Editor's Note: Of all the stories of gymnastics and faith we have heard (and begun to document at our feature on Gymnastics, Faith and Olympic Glory), Sally Ward's is certainly among the most interesting, since her faith required her to walk away from her Olympic dreams.
Sally was first taken to gymnastics classes at the age of 4, after her parents saw her flipping and cartwheeling around the house. Her parents soon withdrew her from her gym and brought her back four years later. Sally went on to become the top-ranked rhythmic gymnast in the country, but she walked away from an all-but-assured position on the 1996 Olympic Team when she heard a calling from God in a hotel in Paris.
Timothy Dalrymple spoke with her by phone.
Your star rose quickly in the world of rhythmic gymnastics when you were a young teenager. Did you excel right from the beginning? How did God factor into your career?
Actually, I wasn't good at rhythmic gymnastics at first. In my first competition, I bawled my eyes out. I loved training, but I was shy and insecure and did not want to compete in front of the crowd. So I cried the whole time. At my first national championships, when I was 11 years old, I came in forty-third out of four-four gymnasts.
I began as a terrible rhythmic gymnast. Then I committed my gymnastics career to God. My dad had led me to Jesus when I was four years old, sitting on his lap on a rocking chair. But I was twelve years old when I really began growing in God and depending on Him. I committed to doing gymnastics as a form of worship to God. I didn't want to quit. I just wanted to do my gymnastics unto the Lord.
The next year, when I was 12, I placed fifth at the national championships and earned a spot on the national team. Then six months later, when the members of the national team competed for a re-ranking and for assignments to international competitions, I got first.
I went from forty-third place to first place in the span of 18 months. God had everything to do with that. As I committed my life and my career to Him, God became my helper. The woman who trained me brought in another coach from Bulgaria, and that too was God's doing. God brought together the team of coaches that I needed.

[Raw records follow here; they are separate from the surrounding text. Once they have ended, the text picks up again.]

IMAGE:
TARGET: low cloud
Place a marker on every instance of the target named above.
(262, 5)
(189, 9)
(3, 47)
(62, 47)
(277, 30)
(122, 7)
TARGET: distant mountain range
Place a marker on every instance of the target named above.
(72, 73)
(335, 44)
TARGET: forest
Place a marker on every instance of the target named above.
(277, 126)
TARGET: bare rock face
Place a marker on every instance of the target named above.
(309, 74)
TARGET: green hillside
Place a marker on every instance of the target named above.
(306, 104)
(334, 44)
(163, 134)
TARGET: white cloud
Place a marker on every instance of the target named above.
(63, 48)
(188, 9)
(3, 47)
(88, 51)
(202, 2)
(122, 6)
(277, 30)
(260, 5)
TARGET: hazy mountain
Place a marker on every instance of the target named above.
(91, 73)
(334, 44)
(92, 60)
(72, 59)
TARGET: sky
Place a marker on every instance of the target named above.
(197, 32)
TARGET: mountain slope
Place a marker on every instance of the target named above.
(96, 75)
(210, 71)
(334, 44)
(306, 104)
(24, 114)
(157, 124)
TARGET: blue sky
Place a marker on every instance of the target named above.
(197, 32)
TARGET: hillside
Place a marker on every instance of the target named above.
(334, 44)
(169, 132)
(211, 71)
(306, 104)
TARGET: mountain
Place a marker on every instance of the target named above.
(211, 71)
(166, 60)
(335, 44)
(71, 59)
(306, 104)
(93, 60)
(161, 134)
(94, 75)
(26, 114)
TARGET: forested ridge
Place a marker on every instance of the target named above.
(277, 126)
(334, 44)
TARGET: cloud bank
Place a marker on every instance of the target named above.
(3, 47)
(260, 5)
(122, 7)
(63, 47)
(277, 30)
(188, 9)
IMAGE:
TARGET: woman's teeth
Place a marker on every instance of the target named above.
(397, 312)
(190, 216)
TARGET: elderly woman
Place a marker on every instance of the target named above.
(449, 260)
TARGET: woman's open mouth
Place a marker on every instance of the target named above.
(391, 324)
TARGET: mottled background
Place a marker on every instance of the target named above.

So yes, I definitely see God's hand in bringing me to the sport and bringing me through it. It's all used for Him. It's not like there was gymnastics and then my relationship with God was something different on the side. God is my life and he was using the sport for Him. It's a blessing to me to be a part of it, but it's all about Him.
You've become well known for the way in which you left gymnastics. Just to get the whole story in place before we discuss other things, please tell us how you discerned that it was time for you to leave.
I was on a world tour with the national team, and my teammates and I were all headed to the Olympics. That was our goal, our focus. Right before the World Championships, I woke up on October the 9th in a hotel room in Paris. I sat up in my bed, and the words of the Holy Spirit arose in my heart: It's time to go home.
In regular circumstances, the Holy Spirit does not speak to me audibly, but I knew I had just heard from the Lord. Those words were so clear and real to me that I had no question what had just happened.
I had not been thinking about retiring. My goal was the Olympics, and I was headed that direction-but I woke up in Paris and God told me to leave.
I was shocked. The World Championships was going to begin in a few days, and God was telling me to retire. It was not what I had been expecting, and yet I had total peace that it was what I should do. My heart accepted what my mind could not understand, and God graced me to do what He asked.
At the time, I could hardly even function physically. I had been away from home for months; I was underweight; we were all injured and working very hard. My teammate was having acupuncture in the hotel room and I was getting shots in my knee. Everything around me was chaotic and unhealthy.
I felt in my heart that I should finish the tour. I knew God was telling me to do that. So I competed that week and did my best. After the tour ended, my coach chose three of us to train with the French national team and prepare routines for the Olympics. We were not yet officially members of the Olympic team, but the intention was to prepare us for that, and all of the other girls on that tour did go on to make the Olympic team.